No parece que la deprimente jeremiada universitaria que se oye desde hace días tenga mucho que ver con los jóvenes que integran este conjunto orquestal, pues en el concierto mostraron un grado de compenetración que sólo se consigue con el intenso trabajo conjunto, pues se enfrentaban a dos enormes composiciones del mundo clásico, tan simples sobre el papel y tan difíciles en la práctica.

La música del Clasicismo, con su equilibrio formal y su transparencia sonora, es una magnífica maestra de intérpretes. Su aparente sencillez está llena de trampas para cualquier músico, que se encuentra con frecuencia desnudo ante unos pentagramas de información escueta y limpios de toda grandilocuencia. Es por eso que la música clásica (en el sentido histórico del término) se antoja ideal para los conjuntos de jóvenes, una forma de que cada cual pueda construir su propia personalidad como músico a partir de las esencias más puras del lenguaje sonoro.

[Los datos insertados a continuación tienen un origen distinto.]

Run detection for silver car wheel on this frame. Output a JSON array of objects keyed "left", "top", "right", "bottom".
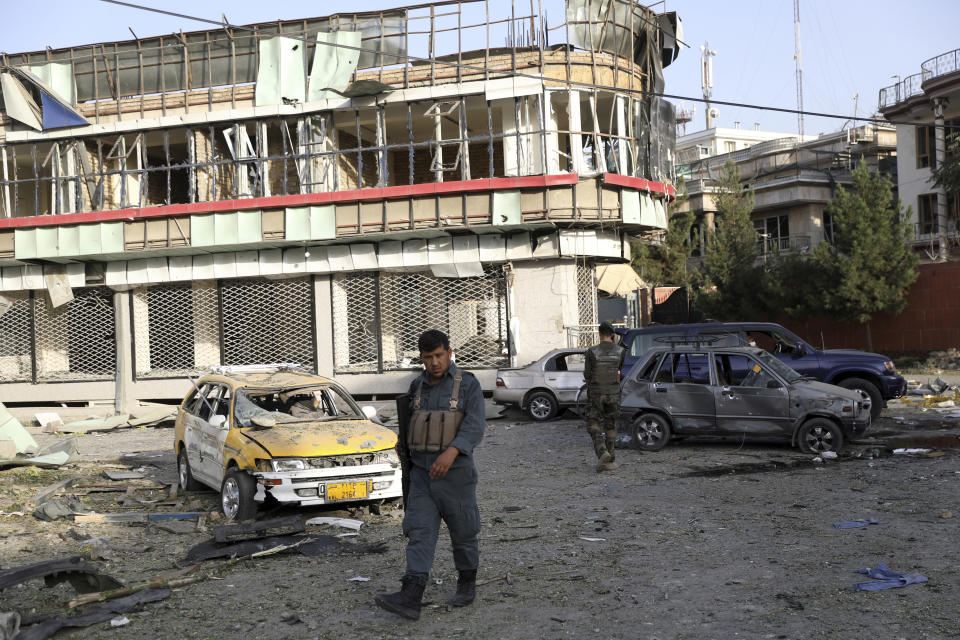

Y esta vez Juan García Rodríguez había programado dos extraordinarias sinfonías clásicas para la OSC, un conjunto que, reuniéndose varias veces al año, no deja de sorprender por la limpieza de sus perfiles, la claridad general de los planos sonoros, apoyada en un magnífico equilibrio entre secciones, y el buen trabajo sobre los detalles.

Así empezó la de Schubert, tan mozartiana ella, con una claridad apolínea y una perfecta administración de los matices de dinámicas, capaces por sí solos de dar relieve a la música. García Rodríguez logró además amplitud y profundidad en la cuerda (admirable en este sentido el Allegro vivace de cierre), y en el minueto marcó el énfasis en los acentos que dan al movimiento su rudeza característica, aunque quizás faltó añadir una pizca de gracia con una mayor flexibilidad agógica.

Algo parecido le pasó en el minueto de la 40 de Mozart, una sinfonía asombrosa, llena de turbulencias y dramatismo. García Rodríguez optó por tempi lentos y una articulación no demasiado ligera, como buscando la solidez y mirando más a la tradición sinfónica que a la de los conjuntos historicistas y eso hizo que el minueto sonara más bien pesado (y el trío, refinado, limpísimo, pero un poco severo). El maestro trabajó una vez más con detalle las inflexiones dinámicas y jugó más con la flexibilidad de los tiempos, como en el Andante, un movimiento comprometido. Ocurrió lo mismo con el de Schubert: no son movimientos fáciles, sobre todo cuando, como aquí, se contemplan todas las repeticiones marcadas en la partitura. No es sencillo mantener la tensión (ni la atención) en la repetición continua de los motivos y conseguir la suficiente variedad a través del fraseo y la tímbrica. Pequeñas caídas de esa tensión no empañaron la interpretación global de una obra con tal poder de seducción. El sonido homogéneo, el fraseo nítido y la transparencia terminaron por dominar una versión que en cualquier caso resultó más esculpida en piedra que fluida como el agua.